For a long time that bet paid off, he says.

“Sociology and economics and everything else would tell us 'no you can't do that, you can’t change the whole way in which the economy works and the way in which people work, the way in which they're educated, the kinds of jobs they're doing, you can’t change all of that and still have the same kind of basic ideological structure'.

“The cult is not going to survive this radical change in the world around it. But really up to the end of the 20th century, the bet seems to be paying off.

“The church is still really an extraordinary power in the land. And that sort of conservative nationalist Catholicism is still in many ways, the governing ideology.”

What’s dramatic about the story is when things do change, just how quickly that happens, he says.

“And it goes really within 10 years, and this is extraordinary I think in history generally, not just in Irish history, you think about an institution, which I suppose the Catholic Church was founded in Ireland around the fifth century AD.

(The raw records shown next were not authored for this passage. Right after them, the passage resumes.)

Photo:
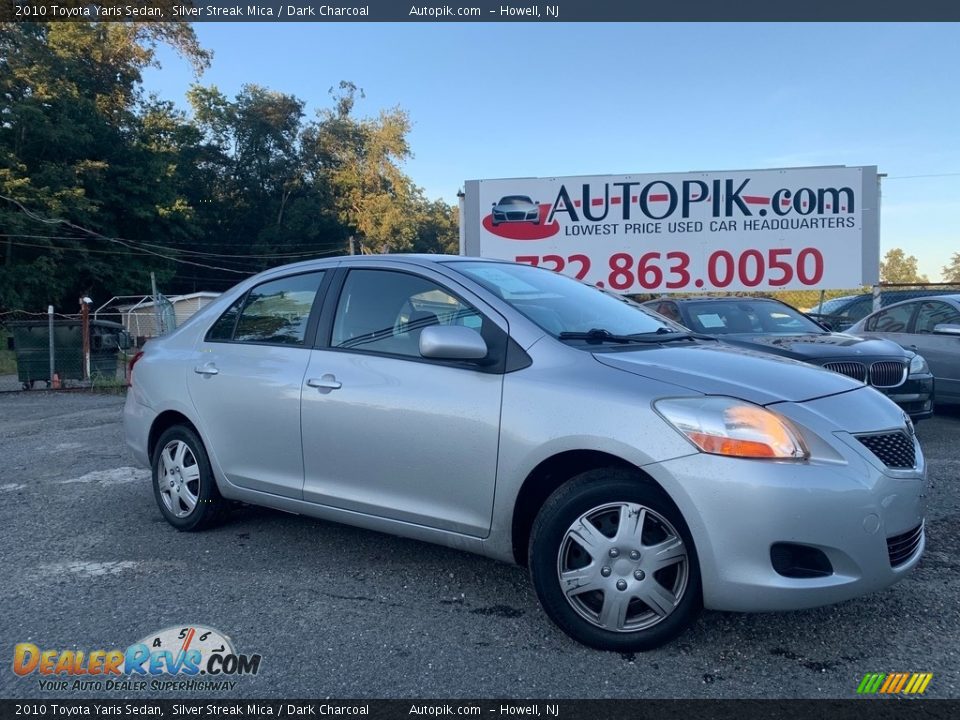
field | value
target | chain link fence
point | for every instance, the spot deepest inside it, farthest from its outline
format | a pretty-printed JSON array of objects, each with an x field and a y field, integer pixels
[{"x": 41, "y": 351}]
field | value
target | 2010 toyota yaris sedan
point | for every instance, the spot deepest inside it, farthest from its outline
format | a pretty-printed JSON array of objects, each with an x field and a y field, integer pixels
[{"x": 640, "y": 471}]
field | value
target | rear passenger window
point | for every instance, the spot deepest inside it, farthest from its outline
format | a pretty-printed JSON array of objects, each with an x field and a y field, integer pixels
[
  {"x": 934, "y": 313},
  {"x": 893, "y": 319},
  {"x": 277, "y": 312}
]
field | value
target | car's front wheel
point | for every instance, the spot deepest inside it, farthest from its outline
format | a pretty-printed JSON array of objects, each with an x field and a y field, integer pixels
[
  {"x": 183, "y": 483},
  {"x": 613, "y": 563}
]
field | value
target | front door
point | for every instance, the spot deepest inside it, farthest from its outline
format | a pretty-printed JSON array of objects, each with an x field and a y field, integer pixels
[
  {"x": 389, "y": 433},
  {"x": 245, "y": 384}
]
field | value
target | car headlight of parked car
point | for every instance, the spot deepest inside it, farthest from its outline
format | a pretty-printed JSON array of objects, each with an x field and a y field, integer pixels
[
  {"x": 727, "y": 426},
  {"x": 918, "y": 366}
]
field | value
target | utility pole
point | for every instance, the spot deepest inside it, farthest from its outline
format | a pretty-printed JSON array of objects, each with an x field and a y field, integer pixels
[
  {"x": 50, "y": 329},
  {"x": 85, "y": 329},
  {"x": 156, "y": 304}
]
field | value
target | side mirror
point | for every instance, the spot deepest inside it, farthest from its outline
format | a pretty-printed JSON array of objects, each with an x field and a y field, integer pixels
[
  {"x": 947, "y": 329},
  {"x": 452, "y": 342}
]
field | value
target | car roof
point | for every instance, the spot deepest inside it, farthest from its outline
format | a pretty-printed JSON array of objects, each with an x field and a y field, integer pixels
[
  {"x": 955, "y": 297},
  {"x": 719, "y": 299}
]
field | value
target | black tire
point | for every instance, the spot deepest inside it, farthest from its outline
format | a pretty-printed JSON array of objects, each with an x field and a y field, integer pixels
[
  {"x": 209, "y": 508},
  {"x": 552, "y": 550}
]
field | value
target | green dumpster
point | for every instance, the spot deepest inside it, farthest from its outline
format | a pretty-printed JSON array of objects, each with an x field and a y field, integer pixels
[{"x": 31, "y": 342}]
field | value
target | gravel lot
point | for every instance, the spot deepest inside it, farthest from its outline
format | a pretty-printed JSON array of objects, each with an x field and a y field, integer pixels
[{"x": 86, "y": 562}]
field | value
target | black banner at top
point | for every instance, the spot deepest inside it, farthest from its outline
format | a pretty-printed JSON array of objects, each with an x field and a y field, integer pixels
[
  {"x": 423, "y": 709},
  {"x": 477, "y": 11}
]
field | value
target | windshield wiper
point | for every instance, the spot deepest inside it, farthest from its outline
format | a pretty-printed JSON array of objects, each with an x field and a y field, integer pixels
[
  {"x": 661, "y": 335},
  {"x": 599, "y": 335}
]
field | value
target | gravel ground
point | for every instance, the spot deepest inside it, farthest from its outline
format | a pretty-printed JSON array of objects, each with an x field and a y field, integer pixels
[{"x": 86, "y": 562}]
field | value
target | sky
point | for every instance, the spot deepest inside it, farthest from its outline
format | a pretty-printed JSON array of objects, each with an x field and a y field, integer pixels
[{"x": 499, "y": 100}]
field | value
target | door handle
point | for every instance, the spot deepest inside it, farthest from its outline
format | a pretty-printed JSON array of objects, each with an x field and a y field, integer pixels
[{"x": 327, "y": 382}]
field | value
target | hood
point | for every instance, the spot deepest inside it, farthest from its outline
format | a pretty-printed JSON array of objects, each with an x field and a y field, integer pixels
[
  {"x": 716, "y": 369},
  {"x": 819, "y": 346}
]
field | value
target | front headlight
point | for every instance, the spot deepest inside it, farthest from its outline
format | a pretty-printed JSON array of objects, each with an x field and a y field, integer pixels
[
  {"x": 918, "y": 366},
  {"x": 727, "y": 426}
]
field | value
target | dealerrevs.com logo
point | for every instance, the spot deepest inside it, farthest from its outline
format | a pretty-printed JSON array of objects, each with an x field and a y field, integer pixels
[{"x": 180, "y": 658}]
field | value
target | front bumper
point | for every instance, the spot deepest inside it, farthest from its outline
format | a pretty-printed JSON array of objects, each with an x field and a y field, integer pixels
[
  {"x": 915, "y": 396},
  {"x": 738, "y": 509}
]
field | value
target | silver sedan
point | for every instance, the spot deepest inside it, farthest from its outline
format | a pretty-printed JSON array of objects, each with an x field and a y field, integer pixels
[{"x": 640, "y": 471}]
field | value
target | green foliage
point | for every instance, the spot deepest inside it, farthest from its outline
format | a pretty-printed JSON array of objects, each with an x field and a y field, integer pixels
[
  {"x": 201, "y": 199},
  {"x": 951, "y": 271},
  {"x": 898, "y": 267}
]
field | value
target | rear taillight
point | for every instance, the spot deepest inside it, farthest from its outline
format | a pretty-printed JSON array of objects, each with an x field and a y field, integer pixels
[{"x": 133, "y": 361}]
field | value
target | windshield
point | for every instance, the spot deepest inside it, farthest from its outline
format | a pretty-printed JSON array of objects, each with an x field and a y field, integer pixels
[
  {"x": 560, "y": 304},
  {"x": 834, "y": 306},
  {"x": 721, "y": 317}
]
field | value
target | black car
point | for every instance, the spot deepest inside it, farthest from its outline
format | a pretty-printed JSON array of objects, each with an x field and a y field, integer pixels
[{"x": 774, "y": 327}]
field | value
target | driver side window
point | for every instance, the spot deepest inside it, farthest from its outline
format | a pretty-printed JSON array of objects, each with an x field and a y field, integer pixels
[{"x": 385, "y": 311}]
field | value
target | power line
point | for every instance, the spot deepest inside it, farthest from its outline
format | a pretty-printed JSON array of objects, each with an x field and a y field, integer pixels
[
  {"x": 56, "y": 221},
  {"x": 132, "y": 251},
  {"x": 912, "y": 177}
]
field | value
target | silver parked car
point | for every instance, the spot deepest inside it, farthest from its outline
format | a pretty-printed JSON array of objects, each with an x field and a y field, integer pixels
[
  {"x": 640, "y": 471},
  {"x": 929, "y": 326}
]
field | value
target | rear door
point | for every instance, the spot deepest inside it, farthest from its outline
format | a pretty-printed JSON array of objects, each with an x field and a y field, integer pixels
[
  {"x": 942, "y": 352},
  {"x": 893, "y": 323},
  {"x": 389, "y": 433},
  {"x": 246, "y": 380}
]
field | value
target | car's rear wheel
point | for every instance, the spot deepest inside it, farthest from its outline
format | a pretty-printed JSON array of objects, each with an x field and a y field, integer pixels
[
  {"x": 183, "y": 483},
  {"x": 613, "y": 562}
]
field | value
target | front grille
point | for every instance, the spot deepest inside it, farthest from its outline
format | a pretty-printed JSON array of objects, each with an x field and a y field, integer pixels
[
  {"x": 902, "y": 547},
  {"x": 858, "y": 371},
  {"x": 895, "y": 449},
  {"x": 888, "y": 374}
]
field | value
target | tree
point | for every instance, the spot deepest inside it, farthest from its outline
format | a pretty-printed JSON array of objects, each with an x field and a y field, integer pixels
[
  {"x": 76, "y": 154},
  {"x": 898, "y": 267},
  {"x": 951, "y": 271},
  {"x": 360, "y": 161}
]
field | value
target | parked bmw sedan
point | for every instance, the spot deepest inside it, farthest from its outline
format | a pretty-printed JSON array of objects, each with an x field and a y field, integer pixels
[
  {"x": 639, "y": 471},
  {"x": 774, "y": 327},
  {"x": 928, "y": 325}
]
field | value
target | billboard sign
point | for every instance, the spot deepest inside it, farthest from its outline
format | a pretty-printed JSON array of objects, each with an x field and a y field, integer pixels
[{"x": 759, "y": 230}]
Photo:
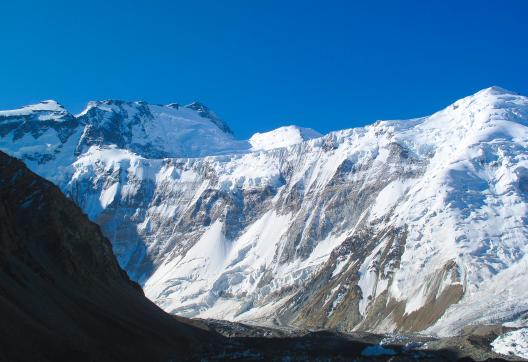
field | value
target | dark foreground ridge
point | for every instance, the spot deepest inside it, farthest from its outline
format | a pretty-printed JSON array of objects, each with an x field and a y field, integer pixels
[
  {"x": 63, "y": 297},
  {"x": 62, "y": 294}
]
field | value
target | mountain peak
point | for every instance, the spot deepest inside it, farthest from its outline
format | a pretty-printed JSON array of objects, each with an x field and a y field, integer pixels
[
  {"x": 44, "y": 110},
  {"x": 205, "y": 112}
]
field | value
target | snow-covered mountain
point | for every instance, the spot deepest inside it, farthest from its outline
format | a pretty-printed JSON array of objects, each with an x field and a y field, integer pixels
[{"x": 402, "y": 225}]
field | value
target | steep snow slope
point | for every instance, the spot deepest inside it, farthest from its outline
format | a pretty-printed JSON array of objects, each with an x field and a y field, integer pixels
[
  {"x": 281, "y": 137},
  {"x": 401, "y": 225}
]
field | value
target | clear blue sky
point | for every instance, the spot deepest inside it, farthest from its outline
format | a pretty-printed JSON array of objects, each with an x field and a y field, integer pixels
[{"x": 261, "y": 64}]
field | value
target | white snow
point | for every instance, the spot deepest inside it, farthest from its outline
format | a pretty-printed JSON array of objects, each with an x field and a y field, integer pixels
[
  {"x": 513, "y": 343},
  {"x": 460, "y": 192},
  {"x": 281, "y": 137}
]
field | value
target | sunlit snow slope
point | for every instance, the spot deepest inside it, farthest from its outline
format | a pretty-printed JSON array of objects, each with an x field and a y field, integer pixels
[{"x": 401, "y": 225}]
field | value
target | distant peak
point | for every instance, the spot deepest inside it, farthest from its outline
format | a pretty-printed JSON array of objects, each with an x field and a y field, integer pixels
[
  {"x": 205, "y": 112},
  {"x": 197, "y": 106},
  {"x": 45, "y": 110},
  {"x": 495, "y": 90},
  {"x": 173, "y": 105}
]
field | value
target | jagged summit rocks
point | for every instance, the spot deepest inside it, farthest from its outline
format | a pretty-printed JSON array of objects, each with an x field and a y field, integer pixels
[{"x": 402, "y": 225}]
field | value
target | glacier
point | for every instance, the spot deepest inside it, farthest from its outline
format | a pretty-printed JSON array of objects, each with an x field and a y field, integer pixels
[{"x": 412, "y": 225}]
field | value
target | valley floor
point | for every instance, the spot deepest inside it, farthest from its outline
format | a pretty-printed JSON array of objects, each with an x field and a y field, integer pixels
[{"x": 249, "y": 342}]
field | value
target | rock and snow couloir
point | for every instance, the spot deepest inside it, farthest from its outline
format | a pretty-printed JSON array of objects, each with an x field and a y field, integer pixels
[{"x": 402, "y": 225}]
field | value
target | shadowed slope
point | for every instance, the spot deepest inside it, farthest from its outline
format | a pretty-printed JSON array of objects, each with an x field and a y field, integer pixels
[{"x": 62, "y": 293}]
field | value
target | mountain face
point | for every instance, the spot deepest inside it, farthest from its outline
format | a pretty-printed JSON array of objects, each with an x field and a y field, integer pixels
[
  {"x": 63, "y": 295},
  {"x": 399, "y": 226}
]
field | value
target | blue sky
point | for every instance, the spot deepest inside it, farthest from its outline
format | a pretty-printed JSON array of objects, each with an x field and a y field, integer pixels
[{"x": 261, "y": 64}]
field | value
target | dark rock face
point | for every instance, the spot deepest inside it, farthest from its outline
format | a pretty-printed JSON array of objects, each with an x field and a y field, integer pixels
[{"x": 62, "y": 294}]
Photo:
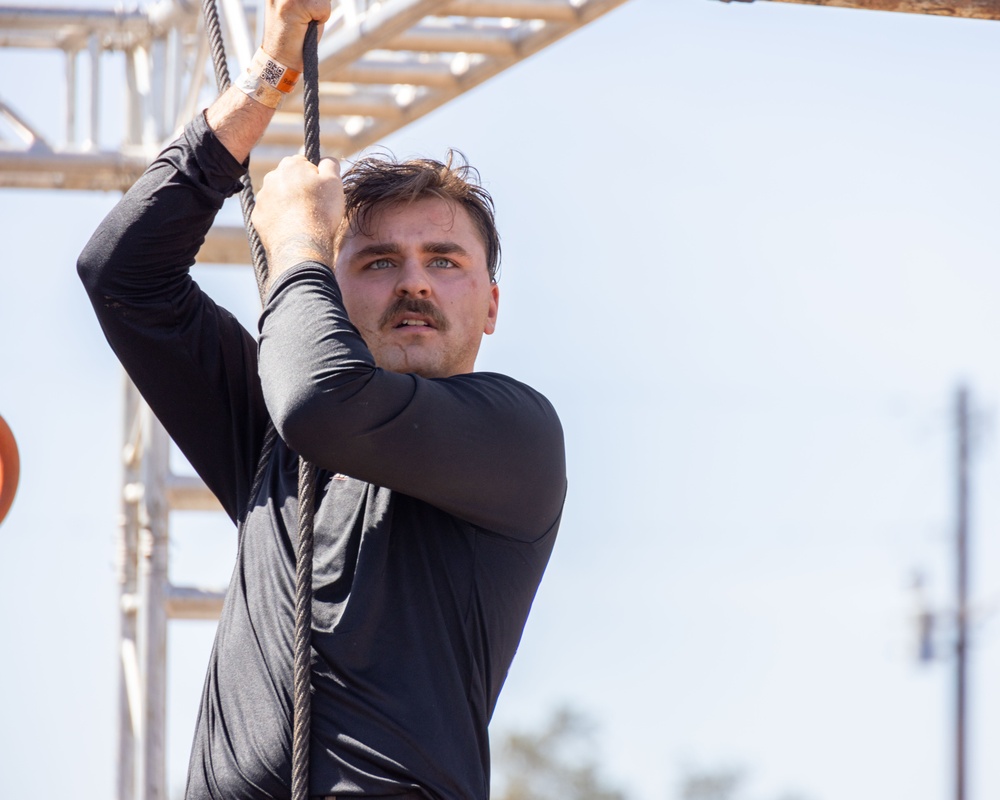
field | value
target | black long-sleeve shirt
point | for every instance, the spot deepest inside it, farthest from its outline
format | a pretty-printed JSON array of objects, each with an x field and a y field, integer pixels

“You've got 1500 years of this power structure and it disappears, it collapses within 10 years.”

Irish president Eamon de Valera kissing the ring of the Archbishop of Dublin, John Charles McQuaid, 1962

Irish president Eamon de Valera kissing the ring of the Archbishop of Dublin, John Charles McQuaid, 1962 Photo: University College Dublin

That could only happen if there was something fundamentally rotten at the heart of the nation, he says.

“Nothing that's as powerful as the Catholic Church is going to collapse so quickly, unless there was something else going on, unless actually, this doubleness, this knowing not knowing thing, meant that actually a lot of Irish people were kind of already living two lives, they were, I think amphibious.

“They were living in sort of modernity of sex and drugs, and rock 'n' roll, while in many ways — for quite a long time — actually pretending to be still wholly Catholic Ireland, and eventually this town isn't big enough for both of them. One of them has to go. And in the end actually economics and the changes that economics bring about, turned out to be more powerful than the cult.”

The country now has a kind of post-identity identity, O’Toole says.

“We had an identity which was so overwhelming and so suffocating in a way, that just being free of it is itself a source of national energy.

“If you talk to younger people, and say what's exceptional about Ireland, what's fantastic, they'd probably say, well, Ireland became the first country in the world to introduce same-sex marriage by popular votes, as it did in 2015.

“It was unimaginable, even 10 years before that. So, the Irish people undoing so much of that construct of this very conservative Catholicism. That is an energy in itself.”

Ireland has seen the danger that lies in toxic nationalism, he believes.

“We had a horrible, horrible experience of theocracy.

“And we had a horrible, horrible experience of where certain kinds of exclusive tribal nationalism can lead you. So, we have this terrible 30 year conflict in Northern Ireland of two competing nationalisms.

“I think, out of that, these bad examples, we've learned something about pluralism. And we've learned that actually, you can have a very pluralistic identity, without losing your sense of belonging, or your sense of self.”

Ireland is one of the very few countries in Europe that does not have a have a right-wing, nationalist anti- immigrant party, he says.

“And it doesn't exist because we know that simplistic us and them politics leads you into a very dark place.”

Fintan O’Toole has worked as a columnist for The Irish Times since 1988.